I’m going out on a limb by making an assumption, but what the heck, here goes. I assume most people who like to write, like “words.” Yes? It makes sense. And, the better grasp they have of the words in a language, the better apt they are to choose words from a bigger barrel, so to speak, and have the advantage of putting sentences together with right-on-target descriptions. Right??? I promise this is leading somewhere. I read two attention-grabbing articles this past week, both equally interesting to the point I couldn’t narrow down which one to write about, so I made a non-decision, which when you think about it, is a decision, and wrote about both articles.
First, did you know Merriam-Webster added a whopping 535+ new words to their glossary’s digital dictionary? The article didn’t specify how many new words came to us due to the COVID-19 virus (the name comes from the abbreviated term COronaVIrus Disease -2019), but I bet it was something like 534. It seems like there’s a new one every day. For a second, the radar system in my right brain, supposedly the creative side, came to full attention. Why? Well, as a writer, I didn’t want to think there was a whole treasure chest of 535+ bright and shiny new words I could use in my descriptive fiction, and I didn’t even know they existed. To a true word nerd, that kind of stimulus could trigger a panic attack.
Listed were such jewels as community-spread, super-spreader, and social-distancing. What the heck? Those aren’t new words. Just last summer at our family reunion, about twenty aunts and grannies laid out a community spread of vittles eight picnic tables long. About an hour later, Cousin Chester, after gorging on barbequed ribs and pork steaks, five-alarm-fire-baked beans, and enough fruits, nuts, grains, and vegetables to feed a hog farm, announced he felt a super-spreader coming on, and we all social-distanced pert near a half mile away.
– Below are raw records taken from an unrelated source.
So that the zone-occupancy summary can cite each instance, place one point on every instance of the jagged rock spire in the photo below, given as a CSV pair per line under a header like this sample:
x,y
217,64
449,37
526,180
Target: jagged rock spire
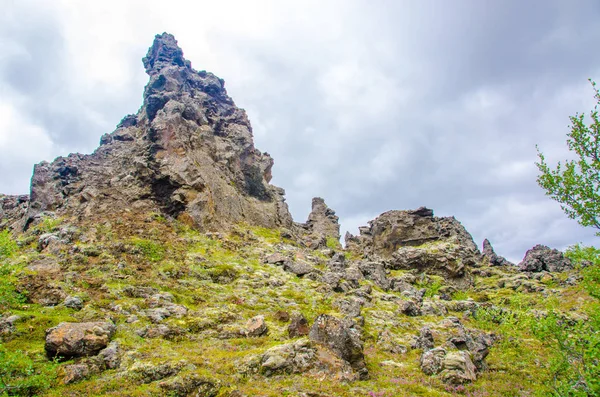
x,y
188,152
164,52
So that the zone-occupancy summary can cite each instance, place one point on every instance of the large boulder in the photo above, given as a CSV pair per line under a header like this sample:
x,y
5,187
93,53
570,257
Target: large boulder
x,y
12,211
454,367
418,240
68,340
541,258
341,339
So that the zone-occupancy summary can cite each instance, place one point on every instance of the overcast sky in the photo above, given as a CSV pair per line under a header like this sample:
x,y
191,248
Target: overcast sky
x,y
373,105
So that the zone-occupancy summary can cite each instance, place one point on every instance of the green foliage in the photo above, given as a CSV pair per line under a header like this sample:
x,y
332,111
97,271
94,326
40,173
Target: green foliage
x,y
432,286
575,366
590,257
20,377
576,183
9,297
7,245
152,250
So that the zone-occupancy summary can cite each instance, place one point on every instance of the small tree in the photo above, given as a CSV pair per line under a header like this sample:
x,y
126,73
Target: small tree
x,y
576,183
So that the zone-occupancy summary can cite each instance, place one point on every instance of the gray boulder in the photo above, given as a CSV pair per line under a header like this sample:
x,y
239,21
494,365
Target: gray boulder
x,y
342,340
68,340
541,258
417,240
491,257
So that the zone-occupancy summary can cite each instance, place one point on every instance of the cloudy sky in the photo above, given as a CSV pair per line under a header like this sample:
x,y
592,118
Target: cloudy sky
x,y
372,105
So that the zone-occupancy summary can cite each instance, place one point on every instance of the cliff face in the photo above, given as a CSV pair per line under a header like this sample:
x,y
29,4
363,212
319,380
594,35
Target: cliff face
x,y
188,153
164,263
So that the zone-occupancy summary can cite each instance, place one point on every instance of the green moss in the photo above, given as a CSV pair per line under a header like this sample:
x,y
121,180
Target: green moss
x,y
152,250
7,245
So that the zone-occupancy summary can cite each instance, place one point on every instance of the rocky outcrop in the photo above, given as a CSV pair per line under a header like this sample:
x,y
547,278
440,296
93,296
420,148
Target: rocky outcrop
x,y
343,340
188,153
12,211
490,256
68,340
418,240
322,225
541,258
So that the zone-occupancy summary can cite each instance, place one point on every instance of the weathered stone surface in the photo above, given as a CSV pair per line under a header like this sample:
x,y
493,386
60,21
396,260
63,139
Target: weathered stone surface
x,y
293,357
12,211
322,224
298,268
73,302
432,361
541,258
298,326
418,240
74,373
110,356
424,340
458,368
191,385
188,153
491,257
344,341
68,340
276,259
256,326
7,325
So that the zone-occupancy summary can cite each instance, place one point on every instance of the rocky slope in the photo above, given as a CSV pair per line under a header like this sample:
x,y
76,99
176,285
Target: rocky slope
x,y
166,264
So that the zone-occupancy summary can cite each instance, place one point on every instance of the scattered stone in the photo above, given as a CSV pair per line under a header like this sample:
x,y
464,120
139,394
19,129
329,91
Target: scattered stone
x,y
375,272
431,308
458,368
275,259
432,361
491,257
256,326
68,340
7,325
74,373
409,308
424,340
298,326
541,258
110,356
344,341
73,302
387,342
418,240
296,357
322,225
191,385
147,372
282,316
298,268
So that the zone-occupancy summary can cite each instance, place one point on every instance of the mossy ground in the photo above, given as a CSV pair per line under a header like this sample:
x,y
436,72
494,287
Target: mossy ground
x,y
222,281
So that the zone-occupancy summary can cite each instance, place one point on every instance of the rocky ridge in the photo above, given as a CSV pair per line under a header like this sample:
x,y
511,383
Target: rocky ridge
x,y
165,261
Second, this is some good stuff backed up by Harvard. You are going to be blown away. Writers, do you know how, with pretty much no effort or preparation, you can become a better writer, increase your productivity, work faster with fewer mistakes, and not work one minuscule harder? Are you ready???
The following highly technical, cost extreme maneuver was tested in blocks of offices throughout our country. What was it they did? Do you give? They opened the windows. I’m not jerking your chain. By allowing fresh air into closed-up offices, the employees experienced noted positive improvements in kidney function, a healthy circulation of blood and the proliferation of new blood cells, a more efficient breakdown of liver toxins, and improved digestion, metabolism, and elimination. A study measuring the impact of indoor air quality found both productivity and cognitive function were much higher in “green” buildings with access to fresh air.
I wonder how fresh air will affect the creativity of a writer working on a story. While COVID occasionally sequesters us in our homes, let's go outside on sunny days and catch some natural Vitamin D. Speaking of fresh air, could somebody open the window in Cousin Chester’s man cave?